Ce serait en fait une richesse même pour le riche cinéma américain que de générer un autre enfant. HAOLLYWOOD est donc dans l'ordre du possible.

 

Mais il faut voir, comment pénétrer l'univers ''diabolisé'' de la mémoire d'une meute d'esclaves en furie, venant de différentes localités et de culture africaine ? Les dévoués de Harry Potter, s'ils seraient convenables sur scène, ils ne pourraient tout de même le générer aussi bien que l'exubérant imaginaire haïtien. Ce que touristes... et chercheurs ethnologues s'évertuent à découvrir dans les simulations de rituels du Vaudou haïtien après des récoltes de café. Un puissant désir de domination à la hauteur des dieux. Différents de Rome, la sexualité.

C'est là où rentre l'explosive déclaration de l'UNESCO. Koïchiro Matsuura, 24 août : << En nous rassemblant autour d'une vision partagée de l'histoire de la traite et de l'esclavage, nous pourrons ainsi construire une histoire commune et poser les fondements d'un dialogue interculturel qui délivre un message universel de savoir et de tolérance >>.

Parlant de la journée du 23 août il poursuit : << un moment unique pour la communauté internationale de concilier ensemble devoir de mémoire et devoir d'histoire >>. Parce que l'histoire de l'esclavage c'est encore plus ce qui a été volé aux Haïtiens, le droit de se réaliser comme ils le souhaitaient. Losique offrira-t-il tout ça un jour, ou, Fabienne Colas devra-t-elle mieux travailler ?

 

Les cinéastes savent-ils que l'UNESCO a lancé en 1994 le projet de la Route de l'esclave dans le but de concilier ensemble devoir de mémoire et devoir d'histoire en couvrant la pluralité des mémoires, des cultures et des représentations incluant les enjeux de mémoire et de transmission de mémoire. Rajoutons sans travestir : soutenir cette démarche et vulgariser. Où peut-on le faire mieux que dans le cinéma ?

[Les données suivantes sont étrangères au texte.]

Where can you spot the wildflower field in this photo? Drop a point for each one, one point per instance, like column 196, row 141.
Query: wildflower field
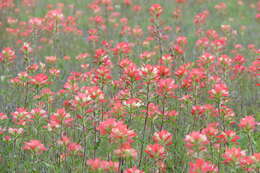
column 129, row 86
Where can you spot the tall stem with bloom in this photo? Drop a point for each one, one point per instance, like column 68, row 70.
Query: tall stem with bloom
column 145, row 123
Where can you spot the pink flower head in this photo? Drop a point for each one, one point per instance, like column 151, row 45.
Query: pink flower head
column 34, row 145
column 163, row 137
column 156, row 10
column 247, row 123
column 155, row 151
column 201, row 166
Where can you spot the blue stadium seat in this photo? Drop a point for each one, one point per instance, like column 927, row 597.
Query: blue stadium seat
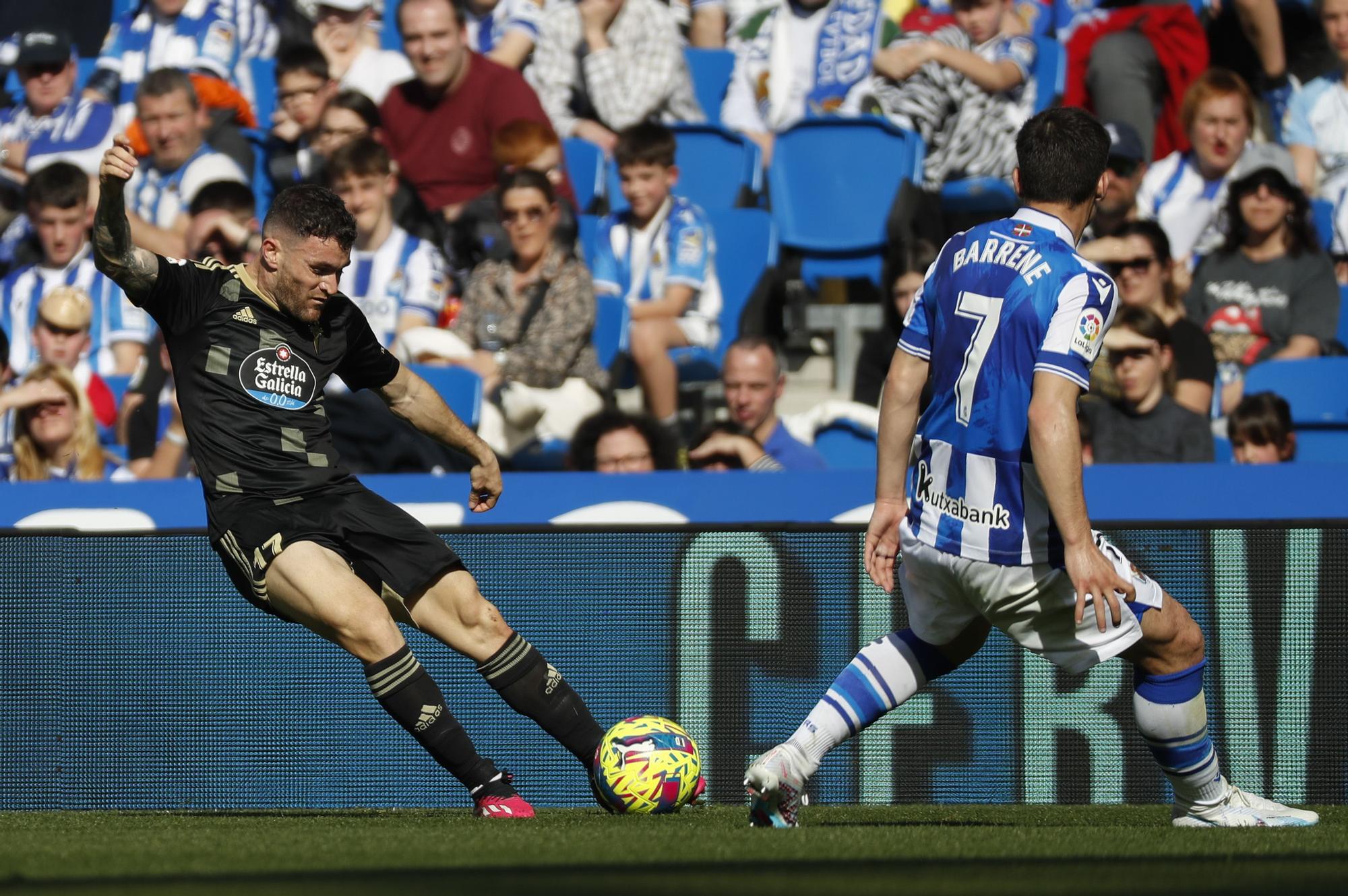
column 746, row 246
column 834, row 183
column 994, row 195
column 711, row 71
column 716, row 169
column 389, row 36
column 1316, row 389
column 1343, row 316
column 1323, row 216
column 846, row 445
column 265, row 91
column 610, row 335
column 586, row 166
column 460, row 387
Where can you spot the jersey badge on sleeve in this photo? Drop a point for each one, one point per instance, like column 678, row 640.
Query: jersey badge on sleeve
column 1086, row 340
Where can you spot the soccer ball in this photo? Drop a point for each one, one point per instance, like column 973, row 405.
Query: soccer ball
column 648, row 765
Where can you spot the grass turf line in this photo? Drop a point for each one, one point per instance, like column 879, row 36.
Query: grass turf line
column 858, row 850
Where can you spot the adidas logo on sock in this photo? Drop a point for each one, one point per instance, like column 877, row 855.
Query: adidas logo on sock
column 429, row 716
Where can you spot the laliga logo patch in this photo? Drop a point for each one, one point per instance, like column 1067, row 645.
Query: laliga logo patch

Le cinéma a revitalisé Che Guebarra, a fait renaître Mao aux Etats Unis même. Il dévoile encore un Hitler fou furieux. Il a proposé les prairies luxuriantes et le pétrole. Il a gardé de tout ça une mémoire vivante.

L'Amérique latine des Bolivariens vient de se voir révoquer son initiatique histoire révolutionnaire et obliger de remettre à Boukman, Louverture, Dessalines, les mérites d'un haut rang. Si l'histoire doit être réécrite, même sur les droits de l'homme, Haïti aura désormais son mot à dire. Qui d'autre que le cinéma pourra mieux faire.

Une mise en route qui a échappé à cette édition du FFM. Si Faubourg 36 comme patrimoine est épique, lequel on s'est efforcé de ranimer en septembre 2008, HAOLLYWOOD comme devoir de mémoire fera école. Jacques Nicolas Hilaire n'est plus pour le voir mais, Fabienne Colas si elle doit être en transe à l'apprendre, elle se sent là pour le faire.